VANOUVER (miningweekly.com) – American multinational oil and gas corporation ExxonMobil has made a construction decision for the first phase of development for the Liza field, one of the largest oil discoveries of the past decade, located offshore Guyana.
The Irving, Texas-based company said on Friday that the Liza Phase 1 development includes a subsea production system and a floating production, storage and offloading (FPSO) vessel designed to produce up to 120 000 bbl/d of oil.
Production is expected to start by 2020, less than five years after discovery of the field. Phase 1 is expected to cost just more than $4.4-billion, which includes a lease capitalisation cost of about $1.2-billion for the FPSO facility, and will deliver about 450-million barrels of oil.
“We’re excited about the tremendous potential of the Liza field and accelerating first production through a phased development in this lower-cost environment. We will work closely with the government, our co-venturers and the Guyanese people in developing this world-class resource that will have long-term and meaningful benefits for the country and its citizens,” ExxonMobil Development Company president Liam Mallon said in a statement.
The short time it took ExxonMobil to go from Liza's discovery to declaring a final investment decision (FID) signals the competitiveness of the project, both within the company's portfolio and globally, industry analyst Wood Mackenzie senior analyst for upstream Latin America Pablo Medina said in a note sent to Creamer Media’s Mining Weekly Online.
Medina said the Liza-Payara wells have a breakeven of $46/bl (Brent; using a 15% discount rate), which puts it in a very attractive position compared with other leading investment opportunities such as tight oil or deepwater Brazil.
Very few deepwater projects have been pushed through FID during the oil price downturn. “Only the very best projects have been sanctioned and this speaks volumes of Liza's potential,” the analyst said.
“We currently forecast the full development of Liza-Payara will produce over 330 000 bbl/d of oil at peak, with reserves of over 1.5-billion barrels of oil equivalent. The successful exploration campaign has also led to the discovery of almost three-trillion cubic feet of associated gas. The full development solution will need to address the challenge of gas monetisation, given the field's remoteness from the coast and the lack of a gas market in Guyana,” he explained.
Going forward, Guyana will have the task of managing the complexities of developing its first oil- and gasfield. “Within ten years, we expect the Liza-Payara development to produce 330 000 bbl/d – allowing Guyana to join the ranks of other Latin American producers, where legacy production has been in steady decline,” Medina pointed out.

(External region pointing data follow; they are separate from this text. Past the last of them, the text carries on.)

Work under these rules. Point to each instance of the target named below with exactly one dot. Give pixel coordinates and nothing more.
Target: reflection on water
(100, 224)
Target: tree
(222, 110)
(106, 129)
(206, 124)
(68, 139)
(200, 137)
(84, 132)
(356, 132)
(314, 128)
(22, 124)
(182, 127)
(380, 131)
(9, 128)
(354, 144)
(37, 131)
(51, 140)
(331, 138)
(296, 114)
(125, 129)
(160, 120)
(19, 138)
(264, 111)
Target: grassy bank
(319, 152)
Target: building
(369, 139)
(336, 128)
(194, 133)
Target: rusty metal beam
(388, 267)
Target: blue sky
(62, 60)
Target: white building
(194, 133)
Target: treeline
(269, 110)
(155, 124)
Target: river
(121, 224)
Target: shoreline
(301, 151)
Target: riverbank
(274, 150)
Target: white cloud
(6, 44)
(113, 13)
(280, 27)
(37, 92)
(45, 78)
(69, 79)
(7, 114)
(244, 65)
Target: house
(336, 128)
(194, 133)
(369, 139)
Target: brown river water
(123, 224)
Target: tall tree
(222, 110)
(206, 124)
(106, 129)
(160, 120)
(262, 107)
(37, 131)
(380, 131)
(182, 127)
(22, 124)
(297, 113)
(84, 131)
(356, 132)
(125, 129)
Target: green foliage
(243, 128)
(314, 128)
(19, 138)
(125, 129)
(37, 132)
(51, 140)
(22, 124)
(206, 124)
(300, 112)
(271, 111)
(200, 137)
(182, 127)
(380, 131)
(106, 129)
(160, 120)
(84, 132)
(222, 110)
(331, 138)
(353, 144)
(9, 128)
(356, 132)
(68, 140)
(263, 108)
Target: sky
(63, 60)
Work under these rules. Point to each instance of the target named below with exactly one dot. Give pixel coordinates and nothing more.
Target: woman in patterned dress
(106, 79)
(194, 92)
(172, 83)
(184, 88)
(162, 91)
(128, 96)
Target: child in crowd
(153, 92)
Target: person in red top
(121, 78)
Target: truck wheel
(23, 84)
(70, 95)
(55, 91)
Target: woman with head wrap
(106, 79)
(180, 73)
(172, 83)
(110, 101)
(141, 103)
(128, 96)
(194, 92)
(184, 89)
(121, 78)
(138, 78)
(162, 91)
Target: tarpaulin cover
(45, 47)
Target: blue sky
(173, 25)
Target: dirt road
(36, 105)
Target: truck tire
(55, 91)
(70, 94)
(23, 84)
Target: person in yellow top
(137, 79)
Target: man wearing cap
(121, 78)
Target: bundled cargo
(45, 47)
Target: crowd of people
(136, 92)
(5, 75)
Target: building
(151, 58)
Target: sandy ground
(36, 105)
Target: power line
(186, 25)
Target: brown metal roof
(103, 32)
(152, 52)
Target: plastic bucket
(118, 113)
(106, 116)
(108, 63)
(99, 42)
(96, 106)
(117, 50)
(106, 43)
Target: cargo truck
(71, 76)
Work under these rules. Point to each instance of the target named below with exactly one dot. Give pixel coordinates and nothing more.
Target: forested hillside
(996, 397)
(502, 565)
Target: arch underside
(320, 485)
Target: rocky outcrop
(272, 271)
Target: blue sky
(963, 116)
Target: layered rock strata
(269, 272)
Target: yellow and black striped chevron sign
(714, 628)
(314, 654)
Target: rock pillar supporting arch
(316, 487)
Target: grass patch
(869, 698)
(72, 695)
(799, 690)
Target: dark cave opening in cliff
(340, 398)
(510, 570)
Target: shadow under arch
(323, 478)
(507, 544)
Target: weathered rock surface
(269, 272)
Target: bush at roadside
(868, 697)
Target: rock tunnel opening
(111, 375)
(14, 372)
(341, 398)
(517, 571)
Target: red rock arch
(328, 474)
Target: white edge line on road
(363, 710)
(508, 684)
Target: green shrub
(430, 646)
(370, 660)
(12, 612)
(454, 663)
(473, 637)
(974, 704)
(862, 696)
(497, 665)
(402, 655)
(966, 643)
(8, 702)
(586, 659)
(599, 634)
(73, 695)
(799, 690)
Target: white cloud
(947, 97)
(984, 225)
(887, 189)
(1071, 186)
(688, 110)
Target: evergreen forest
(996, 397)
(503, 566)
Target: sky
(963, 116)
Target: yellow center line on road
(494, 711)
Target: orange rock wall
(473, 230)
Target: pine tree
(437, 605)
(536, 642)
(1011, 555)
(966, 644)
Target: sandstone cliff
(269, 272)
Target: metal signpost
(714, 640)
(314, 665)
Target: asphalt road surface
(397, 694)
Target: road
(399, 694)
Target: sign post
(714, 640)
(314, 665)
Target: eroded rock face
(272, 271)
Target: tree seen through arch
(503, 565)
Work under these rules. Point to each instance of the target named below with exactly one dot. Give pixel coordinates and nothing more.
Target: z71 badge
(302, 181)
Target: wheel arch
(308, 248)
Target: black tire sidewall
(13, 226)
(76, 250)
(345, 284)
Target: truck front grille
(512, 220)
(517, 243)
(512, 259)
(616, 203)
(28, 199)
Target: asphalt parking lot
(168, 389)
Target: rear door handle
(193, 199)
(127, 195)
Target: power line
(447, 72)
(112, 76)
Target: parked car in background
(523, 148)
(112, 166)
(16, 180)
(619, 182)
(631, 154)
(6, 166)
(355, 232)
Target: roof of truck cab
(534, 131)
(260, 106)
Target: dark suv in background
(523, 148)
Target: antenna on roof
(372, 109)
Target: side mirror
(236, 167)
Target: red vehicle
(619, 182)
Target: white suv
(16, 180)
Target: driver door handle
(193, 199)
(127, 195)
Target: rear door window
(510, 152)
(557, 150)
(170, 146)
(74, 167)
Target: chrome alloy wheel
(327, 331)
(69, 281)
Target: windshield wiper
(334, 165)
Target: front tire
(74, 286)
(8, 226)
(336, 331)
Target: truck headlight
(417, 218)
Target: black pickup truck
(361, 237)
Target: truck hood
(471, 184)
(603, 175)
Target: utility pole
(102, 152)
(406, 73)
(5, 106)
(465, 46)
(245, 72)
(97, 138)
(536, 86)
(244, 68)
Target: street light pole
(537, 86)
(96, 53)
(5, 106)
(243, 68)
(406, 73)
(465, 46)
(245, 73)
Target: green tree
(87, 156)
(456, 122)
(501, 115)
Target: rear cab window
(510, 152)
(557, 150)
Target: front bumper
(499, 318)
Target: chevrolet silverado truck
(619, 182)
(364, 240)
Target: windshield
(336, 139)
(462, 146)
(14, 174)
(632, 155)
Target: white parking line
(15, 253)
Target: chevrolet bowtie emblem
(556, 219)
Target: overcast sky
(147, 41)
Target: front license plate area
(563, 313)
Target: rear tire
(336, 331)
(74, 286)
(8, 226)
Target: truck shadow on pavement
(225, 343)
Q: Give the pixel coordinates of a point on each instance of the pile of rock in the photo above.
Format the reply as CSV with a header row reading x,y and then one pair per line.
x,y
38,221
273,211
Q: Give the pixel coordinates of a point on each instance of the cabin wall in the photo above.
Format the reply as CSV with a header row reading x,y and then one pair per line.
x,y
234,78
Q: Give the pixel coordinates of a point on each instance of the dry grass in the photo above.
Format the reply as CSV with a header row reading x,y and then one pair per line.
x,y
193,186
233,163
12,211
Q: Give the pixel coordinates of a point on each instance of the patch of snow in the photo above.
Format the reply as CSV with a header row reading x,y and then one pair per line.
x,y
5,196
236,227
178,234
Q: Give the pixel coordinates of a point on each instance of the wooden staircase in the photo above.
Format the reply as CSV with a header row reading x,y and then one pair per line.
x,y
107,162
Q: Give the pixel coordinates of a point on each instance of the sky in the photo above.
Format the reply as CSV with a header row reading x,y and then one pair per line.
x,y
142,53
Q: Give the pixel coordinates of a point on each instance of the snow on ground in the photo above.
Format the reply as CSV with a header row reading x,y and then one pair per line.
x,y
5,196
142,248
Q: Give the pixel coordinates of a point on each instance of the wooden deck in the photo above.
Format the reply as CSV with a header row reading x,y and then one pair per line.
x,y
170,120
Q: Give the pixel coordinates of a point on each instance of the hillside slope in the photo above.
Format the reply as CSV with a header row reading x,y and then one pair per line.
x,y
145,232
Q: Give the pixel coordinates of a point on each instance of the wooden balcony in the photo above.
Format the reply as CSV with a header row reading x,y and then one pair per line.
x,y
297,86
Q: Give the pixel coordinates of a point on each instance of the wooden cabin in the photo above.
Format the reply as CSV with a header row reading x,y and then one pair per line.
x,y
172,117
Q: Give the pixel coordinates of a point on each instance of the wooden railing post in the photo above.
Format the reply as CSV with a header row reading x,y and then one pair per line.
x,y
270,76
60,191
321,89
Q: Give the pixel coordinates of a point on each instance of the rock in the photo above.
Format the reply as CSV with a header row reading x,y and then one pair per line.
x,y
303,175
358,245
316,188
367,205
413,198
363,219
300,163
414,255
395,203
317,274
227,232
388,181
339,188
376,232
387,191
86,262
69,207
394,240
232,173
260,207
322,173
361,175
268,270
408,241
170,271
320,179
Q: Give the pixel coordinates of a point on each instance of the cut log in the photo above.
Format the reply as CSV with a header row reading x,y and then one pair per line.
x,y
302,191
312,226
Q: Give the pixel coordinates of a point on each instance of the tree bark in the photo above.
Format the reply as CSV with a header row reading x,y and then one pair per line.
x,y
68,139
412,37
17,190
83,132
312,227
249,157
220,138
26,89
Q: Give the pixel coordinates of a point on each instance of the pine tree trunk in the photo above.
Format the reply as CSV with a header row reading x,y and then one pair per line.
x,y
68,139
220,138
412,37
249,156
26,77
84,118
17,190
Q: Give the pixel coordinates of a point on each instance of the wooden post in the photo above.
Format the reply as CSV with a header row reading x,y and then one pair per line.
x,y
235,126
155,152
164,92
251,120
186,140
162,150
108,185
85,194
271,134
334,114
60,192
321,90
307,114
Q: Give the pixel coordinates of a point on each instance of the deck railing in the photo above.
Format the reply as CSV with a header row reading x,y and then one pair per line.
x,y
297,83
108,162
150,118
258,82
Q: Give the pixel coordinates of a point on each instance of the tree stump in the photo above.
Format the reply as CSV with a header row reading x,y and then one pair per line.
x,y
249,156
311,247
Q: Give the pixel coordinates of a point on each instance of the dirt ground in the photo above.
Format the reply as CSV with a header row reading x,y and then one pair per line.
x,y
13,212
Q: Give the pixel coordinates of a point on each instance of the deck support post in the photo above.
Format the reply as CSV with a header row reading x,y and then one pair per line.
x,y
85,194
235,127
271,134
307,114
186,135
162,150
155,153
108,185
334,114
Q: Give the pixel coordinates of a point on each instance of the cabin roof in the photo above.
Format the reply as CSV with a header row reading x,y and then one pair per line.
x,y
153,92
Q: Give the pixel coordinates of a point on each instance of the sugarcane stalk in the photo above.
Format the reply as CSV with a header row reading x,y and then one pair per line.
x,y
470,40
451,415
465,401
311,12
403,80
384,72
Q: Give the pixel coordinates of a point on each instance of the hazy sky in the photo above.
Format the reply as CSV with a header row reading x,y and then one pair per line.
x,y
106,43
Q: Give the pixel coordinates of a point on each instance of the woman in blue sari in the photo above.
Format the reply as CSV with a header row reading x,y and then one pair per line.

The Liza Phase 1 development can provide significant benefits to Guyana, including jobs during installation and operations, workforce training, local supplier development and government revenues to fund infrastructure, social programmes and services.
The development has received regulatory approval from the government of Guyana.
The Liza field is about 190 km offshore in water depths of 1 500 m to 1 900 m. Four drill centres are envisioned with a total of 17 wells, including eight production wells, six water injection wells and three gas injection wells.
The Liza field is part of the Stabroek block, which measures 26 800 km2. Esso Exploration and Production Guyana is operator and holds a 45% interest in the block.
Hess Guyana Exploration holds a 30% interest and CNOOC Nexen Petroleum Guyana holds 25%.
Esso Exploration and Production Guyana is continuing exploration activities and operates three blocks offshore Guyana – Stabroek, Canje and Kaieteur. Drilling of the Payara-2 well on the Stabroek block is expected to start in late June and will also test a deeper prospect underlying the Payara oil discovery.